“Is that man your husband?” he asked mechanically, denoting by a sign the labourer who turned the machine.
“That man!” she said proudly. “I should think not!”
“Who, then?”
“Do not ask what I do not wish to tell!” she begged, and flashed her appeal to him from her upturned face and lash-shadowed eyes.
D’Urberville was disturbed.
“But I only asked for your sake!” he retorted hotly. “Angels of heaven!—God forgive me for such an expression—I came here, I swear, as I thought for your good. Tess—don’t look at me so—I cannot stand your looks! There never were such eyes, surely, before Christianity or since! There—I won’t lose my head; I dare not.
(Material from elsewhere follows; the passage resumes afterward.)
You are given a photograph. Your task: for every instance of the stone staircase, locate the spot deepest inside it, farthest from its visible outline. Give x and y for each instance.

I own that the sight of you had waked up my love for you, which, I believed, was extinguished with all such feelings. But I thought that our marriage might be a sanctification for us both. ’The unbelieving husband is sanctified by the wife, and the unbelieving wife is sanctified by the husband,’ I said to myself. But my plan is dashed from me; and I must bear the disappointment!”
He moodily reflected with his eyes on the ground.
“Married. Married! ... Well, that being so,” he added, quite calmly, tearing the licence slowly into halves and putting them in his pocket; “that being prevented, I should like to do some good to you and your husband, whoever he may be. There are many questions that I am tempted to ask, but I will not do so, of course, in opposition to your wishes. Though, if I could know your husband, I might more easily benefit him and you. Is he on this farm?”
“No,” she murmured. “He is far away.”
“Far away? From YOU? What sort of husband can he be?”
“O, do not speak against him! It was through you! He found out—”
“Ah, is it so! ... That’s sad, Tess!”
“Yes.”
“But to stay away from you—to leave you to work like this!”
“He does not leave me to work!” she cried, springing to the defence of the absent one with all her fervour. “He don’t know it! It is by my own arrangement.”
“Then, does he write?”
“I—I cannot tell you. There are things which are private to ourselves.”
“Of course that means that he does not. You are a deserted wife, my fair Tess—”
In an impulse he turned suddenly to take her hand; the buff-glove was on it, and he seized only the rough leather fingers which did not express the life or shape of those within.
“You must not—you must not!” she cried fearfully, slipping her hand from the glove as from a pocket, and leaving it in his grasp. “O, will you go away—for the sake of me and my husband—go, in the name of your own Christianity!”
“Yes, yes; I will,” he said abruptly, and thrusting the glove back to her he turned to leave. Facing round, however, he said, “Tess, as God is my judge, I meant no humbug in taking your hand!”